FOI Notes: Tasmania, Open Data, Public-Private Partnerships, Research, Employment, Porn

11 June 2015

Tasmania: RTI requests will be published within 48 hours after being made, the government said, according to ABC.net. “Of course the overwhelming number of RTI requests are made by MPs, people in the media, so we consider it appropriate for that information to be available to all Tasmanians,” Premier Will Hodgman is quoted as saying. “What this will now allow is for anyone who wants to see, to see what that information contains in its entirety, including the questions asked, the material that’s able to be released,” he also said. “It will stop opposition parties from misrepresenting information … because it will be there clearly for members of the public to see.”
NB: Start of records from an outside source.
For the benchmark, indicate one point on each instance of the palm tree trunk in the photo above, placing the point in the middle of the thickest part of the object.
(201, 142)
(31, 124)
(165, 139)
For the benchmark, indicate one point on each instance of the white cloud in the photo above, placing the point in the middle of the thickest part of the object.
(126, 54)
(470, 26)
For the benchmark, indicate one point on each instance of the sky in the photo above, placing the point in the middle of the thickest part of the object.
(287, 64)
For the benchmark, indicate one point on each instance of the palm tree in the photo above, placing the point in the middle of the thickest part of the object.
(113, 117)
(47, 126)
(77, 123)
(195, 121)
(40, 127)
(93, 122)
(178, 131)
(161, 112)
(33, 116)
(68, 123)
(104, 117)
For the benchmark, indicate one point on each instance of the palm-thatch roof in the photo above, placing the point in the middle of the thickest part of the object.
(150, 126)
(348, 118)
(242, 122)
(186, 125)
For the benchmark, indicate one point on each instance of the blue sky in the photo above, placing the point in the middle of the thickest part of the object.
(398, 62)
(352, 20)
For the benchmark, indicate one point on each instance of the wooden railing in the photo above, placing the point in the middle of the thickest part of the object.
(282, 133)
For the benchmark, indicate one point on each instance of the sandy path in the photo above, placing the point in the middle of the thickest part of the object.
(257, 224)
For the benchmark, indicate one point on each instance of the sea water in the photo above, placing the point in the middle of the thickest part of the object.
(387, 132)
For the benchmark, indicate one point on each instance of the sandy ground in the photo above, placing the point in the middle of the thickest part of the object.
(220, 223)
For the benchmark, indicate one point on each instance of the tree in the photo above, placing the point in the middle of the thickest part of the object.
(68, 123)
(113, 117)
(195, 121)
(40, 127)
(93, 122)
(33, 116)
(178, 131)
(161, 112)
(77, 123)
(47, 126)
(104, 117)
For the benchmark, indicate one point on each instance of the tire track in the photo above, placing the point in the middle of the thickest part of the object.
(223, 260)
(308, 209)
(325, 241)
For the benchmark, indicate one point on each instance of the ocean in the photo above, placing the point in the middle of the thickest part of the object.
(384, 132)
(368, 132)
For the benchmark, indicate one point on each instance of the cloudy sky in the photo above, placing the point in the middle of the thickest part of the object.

Open Data/Privacy: Privacy and openness are “different sides of the same coin – and equally important,” writes Martin Tisne, a director of policy at Omidyar Network.

Public-Private Partnership Transparency: See recorded webcast of seminar sponsored by the World Bank on the topic of FOI laws and public-private partnerships, featuring Prashant Sharma, Global Fellow and Visiting Fellow, Open Society Foundations, New York and United Nations Research Institute for Social Development (UNRISD), Geneva. The seminar was part of a World Bank project on PPPs, including disclosure. There’s a Bank blog and a journal on the topic, too. One review of disclosure in PPP, from 2013, has been published, and another is in process.

Open Data/Germany: A Sunlight Foundation blog post by Júlia Keser? and Christian Heise looks at slow action by G7 countries on open data. It also refers to a newly released paper (in German) in which Open Knowledge Foundation Germany and the stiftung neue verantwortung (“Foundation for a New Responsibility,” SNV) say Germany is lagging on transparency and making suggestions.

Germany: Netzpolitik.org writes (in German) about high fees charges to access information.

United States: Two days of hearings on FOIA before a House committee are summarized by Lauren Harper in the Unredacted blog, who also wraps up many other US FOIA developments, a weekly Unredacted feature.

Transparency Research: A paper (access limited) by Gregory Michener, entitled “Policy Evaluation via Composite Indexes: Qualitative Lessons from International Transparency Policy Indexes.” Abstract:

International transparency policy indexes (ITPIs) help determine billions in investment and aid, influence “authoritative” scholarship, and shape policy choices. Are ITPIs valid yardsticks of transparency, or do they encourage dissimulation? Most scholarship on index-based evaluations focuses on “concept indexes” (e.g., governance) from quantitative approaches. This paper presents qualitative insights about ITPIs in specific and “policy indexes” in general, analyzing three measurement-related pitfalls and proposing countermeasures. Most significantly, it shows how indexes presuppose substitutability while policies contain nonsubstitutable ‘necessary’ policy provisions. This dilemma of “ontological compatibility” means that policies can rank favorably on indexes notwithstanding the absence of lynchpin policy provisions.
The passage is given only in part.